I am working with three datasets (proteomics, ptm and transcriptomics) of over 100 samples. I am interested in building a binary or multiclass classification model integrating these three data types. After reading some of the suggestions and running a few rounds of tuning in different models, I came across a few different issues, and would appreciate some insight.

  1. When selecting the optimal number of features, I run 5-fold CV with 100 repeats. I start with a grid of say seq(1,301,50) with the goal of roughly estimating where further tunings should be. In the case, for instance, where the suggested keepX is like 1, 50 and 300 for different blocks, how to best approach it? My first thought is to potentially sacrifice model performance and stick with say seq(1,71,10) for a second round and go from there.

  2. My second question relates to the first one. I suspect one of the issues I have is high correlation between features, especially for PTM data. As it would be interesting for me to keep the resolution of the data, is there a best way to circumvent this? On all three datasets, I already perform some filtering prior to integration to keep features with say less than 30% NA values and the top 30% highest variance.
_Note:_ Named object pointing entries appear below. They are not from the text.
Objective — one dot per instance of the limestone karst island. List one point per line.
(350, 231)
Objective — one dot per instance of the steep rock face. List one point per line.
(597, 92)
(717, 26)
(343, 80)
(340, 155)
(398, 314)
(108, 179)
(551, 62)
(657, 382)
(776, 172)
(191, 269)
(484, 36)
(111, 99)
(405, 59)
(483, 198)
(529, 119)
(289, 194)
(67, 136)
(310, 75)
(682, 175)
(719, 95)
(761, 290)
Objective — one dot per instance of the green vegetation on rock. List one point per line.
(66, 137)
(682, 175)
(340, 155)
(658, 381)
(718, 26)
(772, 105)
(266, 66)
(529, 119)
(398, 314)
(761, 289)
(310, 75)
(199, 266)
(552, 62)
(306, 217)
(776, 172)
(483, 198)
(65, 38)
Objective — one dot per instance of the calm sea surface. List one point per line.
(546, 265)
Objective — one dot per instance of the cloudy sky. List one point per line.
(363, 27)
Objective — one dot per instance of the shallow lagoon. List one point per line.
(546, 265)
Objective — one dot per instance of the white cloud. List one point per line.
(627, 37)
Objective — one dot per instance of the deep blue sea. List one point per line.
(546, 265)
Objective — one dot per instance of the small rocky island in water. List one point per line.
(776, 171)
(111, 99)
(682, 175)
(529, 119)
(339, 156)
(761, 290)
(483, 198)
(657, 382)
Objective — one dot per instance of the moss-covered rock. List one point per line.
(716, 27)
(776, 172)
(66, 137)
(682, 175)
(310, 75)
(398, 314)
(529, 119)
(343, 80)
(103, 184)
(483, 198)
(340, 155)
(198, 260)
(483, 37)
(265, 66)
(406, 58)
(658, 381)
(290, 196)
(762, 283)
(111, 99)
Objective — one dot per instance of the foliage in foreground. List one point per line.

So I am working with around 3000 features in each block from initial 20k.

Thank you in advance for the assistance.

Sorry. For point 1, I meant largely different keepX values for different components within the same block. For instance, I end up with 4 and 100 for components 1 and 2 respectively on the PTM block. Given that the other blocks seem more stable, I wonder if it could be a result of high correlation within the block.

hi @sergiomosquim,

1 - yes, sometimes a small number of selected variables indicate that either the classification is easy with only a top few. Best is to look at how the classification errors look like on the first component (using perf() after you fit the block.splsda with some chosen keepX values) to see if this is the case. Usually a large number of variables means there is a lot of noise and no clear minimum in the error rate. You have to think of how you would ‘like’ the results to look like: small or large signature and choose your grid accordingly (or, not tune at all, but you can still estimate the performance with perf() on your final model). Also, since you mention it in point 2, perhaps the NA values also create some instability. Have a look at the stability from perf() to see what is happening in relation to the number of variables selected.

2 - I think it is fine to keep 3,000 features. Stability will tell you a lot about the correlation between these features and whether the method selects some PTM variables interchangeably.